Horinouchi Takahiro, Mazaki Yuichi, Miwa Soichi
Department of Cellular Pharmacology, Graduate School of Medicine, Hokkaido University, North 15, West 7, Kita-ku, Sapporo, 060-8638, Japan.
Department of Cellular Pharmacology, Graduate School of Medicine, Hokkaido University, North 15, West 7, Kita-ku, Sapporo, 060-8638, Japan.
J Pharmacol Sci. 2025 May;158(1):8-12. doi: 10.1016/j.jphs.2025.02.010. Epub 2025 Feb 27.
In this study, we aimed to determine the cytotoxic factors involved in ferroptosis induced by nicotine- and tar-free cigarette smoke extract (CSE) from heated tobacco products (HTPs) in vascular smooth muscle cells. CSE decreased mitochondrial metabolic activity and increased lactate dehydrogenase leakage. These cytotoxic effects completely disappeared after removing the carbonyls from the mainstream smoke. α, β-Unsaturated carbonyl compounds (acrolein, methyl vinyl ketone, crotonaldehyde, and methacrolein) in the mainstream smoke of HTPs and CSE caused cell damage, which was inhibited by a ferroptosis inhibitor, UAMC-3203. These results suggest that α, β-unsaturated carbonyl compounds might be involved in CSE-induced ferroptosis.
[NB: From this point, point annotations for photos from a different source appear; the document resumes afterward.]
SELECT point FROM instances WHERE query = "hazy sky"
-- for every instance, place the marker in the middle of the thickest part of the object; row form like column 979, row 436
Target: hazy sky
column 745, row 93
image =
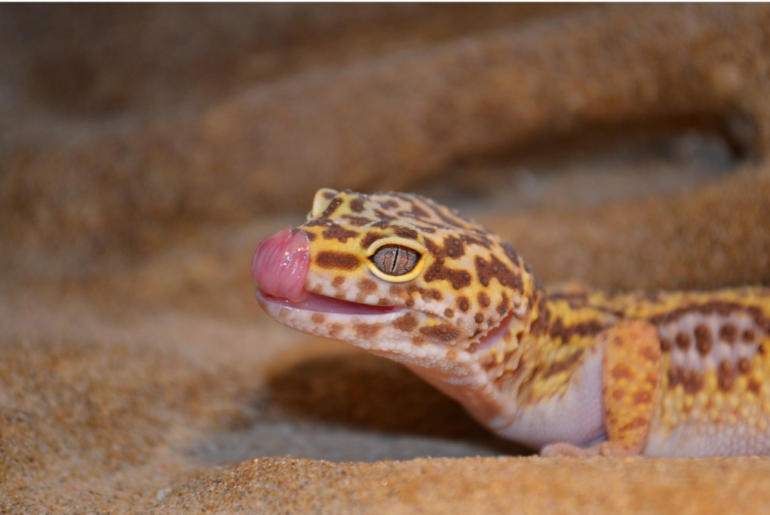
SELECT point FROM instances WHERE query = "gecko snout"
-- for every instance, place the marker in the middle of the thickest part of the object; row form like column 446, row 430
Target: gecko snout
column 281, row 263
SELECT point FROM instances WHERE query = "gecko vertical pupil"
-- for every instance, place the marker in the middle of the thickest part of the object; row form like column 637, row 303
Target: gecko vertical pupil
column 395, row 259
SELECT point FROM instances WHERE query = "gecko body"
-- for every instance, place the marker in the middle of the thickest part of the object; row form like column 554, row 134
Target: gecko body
column 569, row 371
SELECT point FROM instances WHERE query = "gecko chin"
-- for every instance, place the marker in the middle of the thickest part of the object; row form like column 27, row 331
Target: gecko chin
column 321, row 304
column 392, row 330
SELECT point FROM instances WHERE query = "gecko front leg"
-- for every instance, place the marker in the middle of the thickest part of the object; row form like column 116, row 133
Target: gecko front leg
column 630, row 384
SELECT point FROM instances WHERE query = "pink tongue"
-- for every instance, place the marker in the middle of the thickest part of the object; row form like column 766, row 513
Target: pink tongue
column 280, row 265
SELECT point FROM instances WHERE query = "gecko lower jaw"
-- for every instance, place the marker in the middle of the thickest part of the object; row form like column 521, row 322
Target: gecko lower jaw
column 322, row 304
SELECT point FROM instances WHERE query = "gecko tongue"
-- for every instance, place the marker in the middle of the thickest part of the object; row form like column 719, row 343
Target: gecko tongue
column 280, row 265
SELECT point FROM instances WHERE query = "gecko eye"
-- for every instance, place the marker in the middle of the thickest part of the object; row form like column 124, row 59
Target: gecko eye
column 395, row 259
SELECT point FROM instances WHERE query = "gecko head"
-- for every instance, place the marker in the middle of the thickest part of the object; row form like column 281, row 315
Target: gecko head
column 396, row 274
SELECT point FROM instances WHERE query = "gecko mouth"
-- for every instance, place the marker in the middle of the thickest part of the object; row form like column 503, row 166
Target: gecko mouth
column 322, row 304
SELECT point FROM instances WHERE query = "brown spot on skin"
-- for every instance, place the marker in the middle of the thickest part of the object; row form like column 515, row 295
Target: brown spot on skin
column 496, row 269
column 634, row 424
column 725, row 375
column 367, row 285
column 367, row 331
column 488, row 362
column 385, row 220
column 753, row 386
column 621, row 371
column 337, row 232
column 358, row 221
column 370, row 238
column 454, row 247
column 728, row 333
column 338, row 260
column 437, row 271
column 388, row 204
column 683, row 341
column 332, row 207
column 441, row 333
column 703, row 339
column 406, row 232
column 406, row 323
column 502, row 308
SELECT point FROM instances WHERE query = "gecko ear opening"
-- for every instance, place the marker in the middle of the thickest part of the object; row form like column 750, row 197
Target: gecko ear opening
column 321, row 201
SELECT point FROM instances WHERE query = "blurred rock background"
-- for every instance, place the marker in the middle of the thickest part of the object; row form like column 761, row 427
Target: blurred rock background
column 146, row 149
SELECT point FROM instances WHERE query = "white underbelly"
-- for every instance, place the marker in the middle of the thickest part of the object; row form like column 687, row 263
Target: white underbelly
column 576, row 416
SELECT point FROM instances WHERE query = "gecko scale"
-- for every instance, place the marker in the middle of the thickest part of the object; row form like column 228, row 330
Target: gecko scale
column 566, row 372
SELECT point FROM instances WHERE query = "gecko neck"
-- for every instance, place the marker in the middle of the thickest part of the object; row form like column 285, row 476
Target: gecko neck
column 484, row 382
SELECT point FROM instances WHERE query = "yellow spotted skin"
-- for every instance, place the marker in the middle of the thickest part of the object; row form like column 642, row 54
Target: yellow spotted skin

在本研究中,我们旨在确定加热烟草制品(HTPs)中不含尼古丁和焦油的香烟烟雾提取物(CSE)诱导血管平滑肌细胞铁死亡所涉及的细胞毒性因子。CSE降低了线粒体代谢活性并增加了乳酸脱氢酶泄漏。从主流烟雾中去除羰基后,这些细胞毒性作用完全消失。HTPs主流烟雾和CSE中的α,β-不饱和羰基化合物(丙烯醛、甲基乙烯基酮、巴豆醛和异丁烯醛)导致细胞损伤,铁死亡抑制剂UAMC-3203可抑制这种损伤。这些结果表明,α,β-不饱和羰基化合物可能参与CSE诱导的铁死亡。